We in the Reform Party gave the government a budget in two
phases. One was in November last year and the other one was
before its budget came down. We worked through the process
and indicated the solutions to get our country back on track. The
government ignored them.
We proposed cuts to the provinces but we proposed to give the
provinces tax points to enable them to raise money to fund the
programs they want.

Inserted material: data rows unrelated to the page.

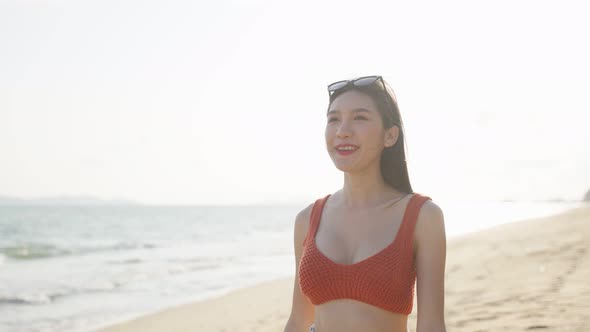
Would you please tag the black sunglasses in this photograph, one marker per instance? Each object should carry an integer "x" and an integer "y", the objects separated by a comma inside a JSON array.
[{"x": 359, "y": 81}]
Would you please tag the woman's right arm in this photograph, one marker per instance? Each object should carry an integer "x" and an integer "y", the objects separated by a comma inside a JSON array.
[{"x": 302, "y": 310}]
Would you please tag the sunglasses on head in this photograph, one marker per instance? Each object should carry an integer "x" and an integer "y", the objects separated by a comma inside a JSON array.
[{"x": 359, "y": 82}]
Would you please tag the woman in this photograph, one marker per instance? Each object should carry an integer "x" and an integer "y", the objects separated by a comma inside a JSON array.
[{"x": 359, "y": 250}]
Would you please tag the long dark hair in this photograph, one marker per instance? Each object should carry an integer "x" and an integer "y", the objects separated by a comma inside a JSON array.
[{"x": 394, "y": 168}]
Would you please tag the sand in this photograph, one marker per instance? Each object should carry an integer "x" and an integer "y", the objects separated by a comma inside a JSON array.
[{"x": 531, "y": 275}]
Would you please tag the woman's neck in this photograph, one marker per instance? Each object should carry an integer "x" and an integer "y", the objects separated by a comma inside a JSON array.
[{"x": 367, "y": 189}]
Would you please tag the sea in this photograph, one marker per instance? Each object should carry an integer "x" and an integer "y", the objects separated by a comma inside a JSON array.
[{"x": 79, "y": 268}]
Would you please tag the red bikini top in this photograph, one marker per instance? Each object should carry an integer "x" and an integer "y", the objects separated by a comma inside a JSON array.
[{"x": 385, "y": 279}]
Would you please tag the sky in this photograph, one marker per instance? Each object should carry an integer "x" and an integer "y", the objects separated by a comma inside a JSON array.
[{"x": 223, "y": 102}]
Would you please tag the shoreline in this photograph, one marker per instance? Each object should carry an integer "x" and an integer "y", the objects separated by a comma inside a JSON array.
[{"x": 526, "y": 274}]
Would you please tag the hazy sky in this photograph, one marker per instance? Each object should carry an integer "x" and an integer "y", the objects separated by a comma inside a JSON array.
[{"x": 223, "y": 102}]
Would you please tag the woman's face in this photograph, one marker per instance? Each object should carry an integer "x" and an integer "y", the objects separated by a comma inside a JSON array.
[{"x": 355, "y": 136}]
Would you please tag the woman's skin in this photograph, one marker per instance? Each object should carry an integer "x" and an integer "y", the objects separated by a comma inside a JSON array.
[{"x": 360, "y": 220}]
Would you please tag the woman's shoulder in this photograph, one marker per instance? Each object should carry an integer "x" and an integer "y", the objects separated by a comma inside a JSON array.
[{"x": 304, "y": 215}]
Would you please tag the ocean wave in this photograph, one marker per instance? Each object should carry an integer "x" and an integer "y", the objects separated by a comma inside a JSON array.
[
  {"x": 40, "y": 298},
  {"x": 30, "y": 251}
]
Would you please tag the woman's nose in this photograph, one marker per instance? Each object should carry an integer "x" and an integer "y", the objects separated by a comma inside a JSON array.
[{"x": 343, "y": 130}]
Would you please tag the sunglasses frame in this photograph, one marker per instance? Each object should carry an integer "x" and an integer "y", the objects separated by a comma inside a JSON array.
[
  {"x": 353, "y": 82},
  {"x": 331, "y": 91}
]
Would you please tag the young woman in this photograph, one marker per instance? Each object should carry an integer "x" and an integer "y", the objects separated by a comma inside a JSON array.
[{"x": 359, "y": 251}]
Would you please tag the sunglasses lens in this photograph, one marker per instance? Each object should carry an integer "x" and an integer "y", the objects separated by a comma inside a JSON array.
[
  {"x": 365, "y": 81},
  {"x": 337, "y": 85}
]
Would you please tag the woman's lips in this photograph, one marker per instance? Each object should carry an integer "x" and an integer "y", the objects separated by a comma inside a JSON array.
[{"x": 346, "y": 152}]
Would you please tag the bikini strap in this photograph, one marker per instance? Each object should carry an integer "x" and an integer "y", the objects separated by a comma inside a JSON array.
[
  {"x": 314, "y": 217},
  {"x": 411, "y": 215}
]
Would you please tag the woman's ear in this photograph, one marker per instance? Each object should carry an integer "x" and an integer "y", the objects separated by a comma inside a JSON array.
[{"x": 391, "y": 136}]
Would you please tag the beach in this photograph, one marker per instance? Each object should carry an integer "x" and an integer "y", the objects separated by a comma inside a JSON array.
[{"x": 527, "y": 275}]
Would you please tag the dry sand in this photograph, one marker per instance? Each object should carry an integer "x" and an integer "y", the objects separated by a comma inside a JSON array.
[{"x": 529, "y": 275}]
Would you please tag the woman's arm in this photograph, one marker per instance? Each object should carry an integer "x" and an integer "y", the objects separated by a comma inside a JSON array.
[{"x": 430, "y": 268}]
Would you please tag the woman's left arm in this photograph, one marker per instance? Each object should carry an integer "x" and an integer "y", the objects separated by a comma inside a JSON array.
[{"x": 430, "y": 268}]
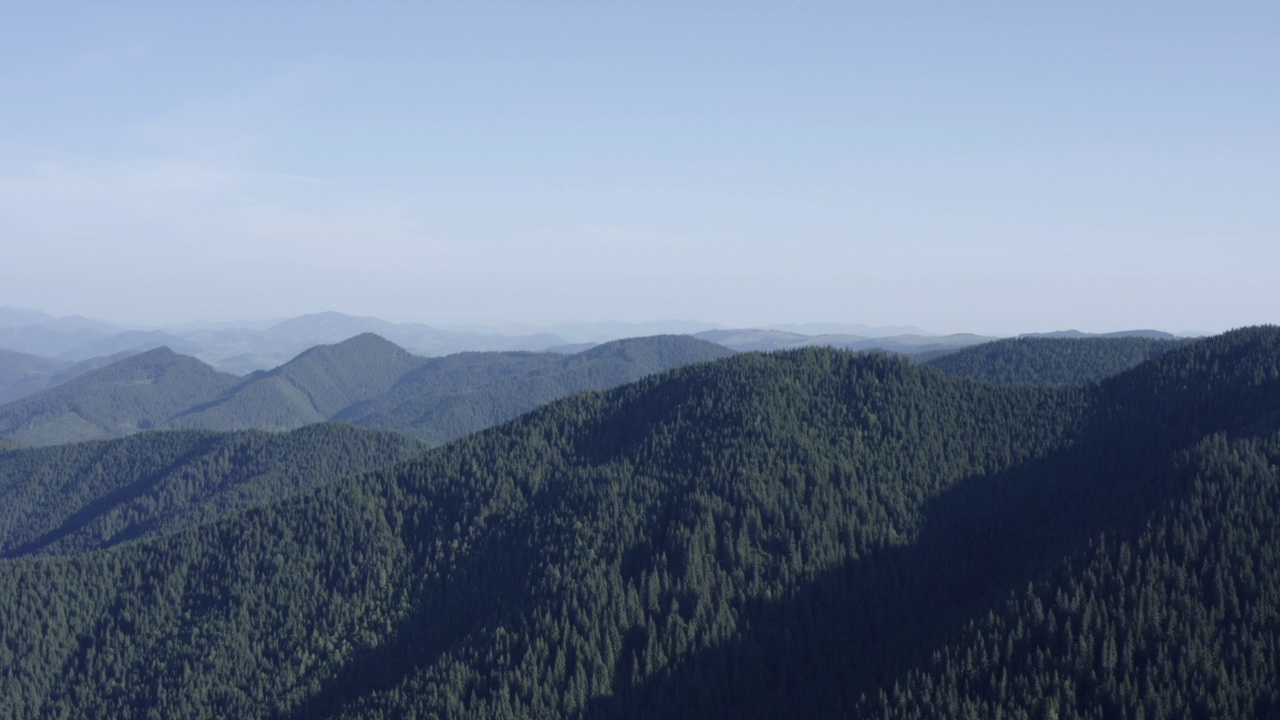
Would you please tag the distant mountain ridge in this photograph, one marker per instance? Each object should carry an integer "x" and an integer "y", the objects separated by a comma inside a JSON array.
[
  {"x": 767, "y": 340},
  {"x": 812, "y": 533},
  {"x": 366, "y": 381}
]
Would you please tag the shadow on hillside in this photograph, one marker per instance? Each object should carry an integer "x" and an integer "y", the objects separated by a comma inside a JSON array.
[
  {"x": 856, "y": 629},
  {"x": 471, "y": 592}
]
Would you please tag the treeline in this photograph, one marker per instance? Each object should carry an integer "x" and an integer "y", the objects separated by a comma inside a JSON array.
[
  {"x": 809, "y": 533},
  {"x": 1051, "y": 361}
]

In effect it is a division of labour and a
reduction in duplication. We also proposed a reduction in
duplication at the federal level to effect a net savings to the
taxpayer.
Let me speak about two specific areas that are close to my
heart and close to the hearts of all Canadians. One is health care
and the second is post-secondary education. Currently health
care costs are rising dramatically, far greater than our gross
domestic product, due to expensive technology and an aging
population. The situation is not going to get better but is going to
get worse.
Funding on the other hand has been stagnant. The government
has taken $8.5 billion from the envelope of funding to health
care costs, further exacerbating a staggering problem. It has in
effect penalized the provinces to get its own so-called funding
under control. In the same vein it has said to the provinces that
they cannot raise any funds because they will be shackled to the
Canada Health Act.
(1810)
The government has said that it does not want cash register
medicine. It does not want to compromise health care. Neither
do we in the Reform Party. We are obligated to ensuring that
everybody receives essential health care services in a timely
fashion, which is not happening right now.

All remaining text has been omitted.